In March, New York City’s Administration for Children’s Services(ACS) canceled its almost $700,000-per-year contract with You Gotta Believe, an adoption recruitment agency focused on finding homes for older youth, to the dismay of many in the adoption community.
Earlier this week, the administration reiterated its position, citing new numbers meant to illustrate the agency’s inability to deliver the targets it promised.
With the administration so entrenched, You Gotta Believe and a similar adoption recruitment agency – the New York Council on Adoptable Children – are soliciting support from the private sector.
Since the cancellation, which cost You Gotta Believe about 40 percent of its budget, the agency has restructured its operations to continue providing services.
“We are not deterred,” said Susan Grundberg, executive director of the agency. “We are working new partnerships with foster care agencies who are committed to improving their permanency outcomes.”
Part of the strategy to recoup the lost revenue is a star-studded benefit next week.
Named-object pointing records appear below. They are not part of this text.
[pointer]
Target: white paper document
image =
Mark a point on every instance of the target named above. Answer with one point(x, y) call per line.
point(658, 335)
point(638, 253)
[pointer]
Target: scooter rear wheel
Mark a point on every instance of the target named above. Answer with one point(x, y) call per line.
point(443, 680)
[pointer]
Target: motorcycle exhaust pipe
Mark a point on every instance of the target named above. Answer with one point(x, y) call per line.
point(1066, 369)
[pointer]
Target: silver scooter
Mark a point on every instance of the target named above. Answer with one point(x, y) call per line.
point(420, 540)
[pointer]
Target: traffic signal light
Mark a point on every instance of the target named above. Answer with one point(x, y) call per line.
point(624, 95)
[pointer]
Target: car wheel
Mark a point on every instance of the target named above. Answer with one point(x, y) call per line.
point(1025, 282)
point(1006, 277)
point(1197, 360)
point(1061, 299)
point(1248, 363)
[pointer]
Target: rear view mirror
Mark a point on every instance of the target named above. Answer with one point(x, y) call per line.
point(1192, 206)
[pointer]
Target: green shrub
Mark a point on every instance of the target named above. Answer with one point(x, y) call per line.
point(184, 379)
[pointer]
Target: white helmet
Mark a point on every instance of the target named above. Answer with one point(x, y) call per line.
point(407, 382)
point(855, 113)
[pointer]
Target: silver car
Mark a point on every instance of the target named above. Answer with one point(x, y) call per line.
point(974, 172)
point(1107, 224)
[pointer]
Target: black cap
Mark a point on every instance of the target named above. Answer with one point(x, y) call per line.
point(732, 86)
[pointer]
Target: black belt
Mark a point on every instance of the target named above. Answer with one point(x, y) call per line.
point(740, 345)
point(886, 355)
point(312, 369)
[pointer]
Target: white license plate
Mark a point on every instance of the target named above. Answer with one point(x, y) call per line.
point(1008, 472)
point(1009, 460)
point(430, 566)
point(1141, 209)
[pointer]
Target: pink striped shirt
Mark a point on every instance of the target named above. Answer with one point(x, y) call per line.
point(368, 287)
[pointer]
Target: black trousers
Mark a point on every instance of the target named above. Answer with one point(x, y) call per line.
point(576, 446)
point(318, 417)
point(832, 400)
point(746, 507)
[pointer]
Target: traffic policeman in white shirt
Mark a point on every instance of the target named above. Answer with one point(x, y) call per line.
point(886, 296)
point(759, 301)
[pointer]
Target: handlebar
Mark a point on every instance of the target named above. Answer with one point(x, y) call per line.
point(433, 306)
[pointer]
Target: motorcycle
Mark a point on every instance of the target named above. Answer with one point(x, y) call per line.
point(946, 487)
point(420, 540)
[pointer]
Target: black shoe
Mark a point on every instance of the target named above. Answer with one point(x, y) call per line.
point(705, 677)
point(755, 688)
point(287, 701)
Celebrities including Tina Fey, Kristin Chenoweth and Rosie O’Donnell will appear at 7 p.m. EST, June 29 at the St. James Theater in New York City for the “Voices for the Voiceless: Stars for Foster Kids” benefit concert. A crowd of more than 1,600 is expected to attend, according to James Wesley, a host and organizer of the event.
“I hope the benefit will help You Gotta Believe continue its much-needed services,” Wesley said.
Wesley and his husband Seth Rudetsky received foster parent training last year from the New York City Council on Adoptable Children, an adoption recruitment agency that also had its contract with ACS cancelled in March. The council will also receive funds from the benefit.
After Rudetsky found that ACS was cancelling the agencies’ contracts he started a Change.org petition, appealing to New York City Mayor Bill de Blasio, to reinstate You Gotta Believe and the Council on Adoptable Children’s contracts.
To date, the petition has 5,957 digital signatures. One of the signatories was Gretchen Beidl, a foster parent trained by You Gotta Believe in 2013
“My husband and I would’ve failed [fostering children] had it not been for the support You Gotta Believe gives,” Beidl said. She and her husband are now benefactors for “Voices for the Voiceless.”
“They are the best at connecting teens, older youth, with parents,” Beidl said.
ACS Commissioner Gladys Carrión responded to the petition in online statement in April.
“The fact that these contracts ended will not disrupt or reduce ACS’s capacity to serve [older] children,” Carrión said in her reply.
Carrión’s statement also explained reasons why ACS cancelled the contracts, giving figures of each agency’s failure to meet contractual obligations. Specifically, Carrión noted the low number of children the agencies placed in 2014.
You Gotta Believe and the Council on Adoptable Children issued press releases giving their very different tabulations on the number of youth they had placed. Both agencies questioned the methods ACS might have used to determine its figures.
Susan Badeau, an author and the president of the North American Council on Adoptable Children (unrelated to the New York Council on Adoptable Children), agreed that how the organizations categorized and counted placements might have affected the figures.
“Unfortunately different organizations, states and counties can count these things in different ways,” Badeau said.
This can lead to inconsistencies in methodology, Badeau continued, and eventually discrepancies in the statistics.
This week, in an email sent to The Imprint, ACS supported Carrión’s original statement even more forcefully, citing a more detailed breakdown of numbers.
“In 2014, YGB was contracted to find 80 foster and adoptive homes, they only found 41,” McKniff said in the email.
“And of the 41 found homes, it has been reported that the quality of their homes studies did not meet many of our foster care agencies’ standards,” McKniff continued. “This resulted in some homes not receiving placement or being closed after they were transferred to the foster care agencies.”
The New York Council was contracted to find 50 homes for older youth and found 35, McKniff said.
To decide how ACS will progress, the administration created a recruitment advisory committee, comprised of adoption provider agencies, community advocates and youth in foster care. It will recommend ways the administration can improve efficiency.
“The solution will probably not be in small contracts with agencies recruiting small numbers of families,” McKniff said in his email. “This is a large, system-level challenge and we are working aggressively to make substantive changes that will achieve more meaningful results.”
In response to ACS’ statement, Grundberg referenced You Gotta Believe’s press release that cited “as many as 90 children and youth having been placed” in the last contract year evaluated.
“We’re disappointed,” Grundberg said. “We’ve shared data that paints a very different picture about our results.”
However, Grundberg said, the contract cancellation will not stop You Gotta Believe from moving forward.
Meiling Bedard is a journalism intern for “The Imprint” and a junior at Boston University.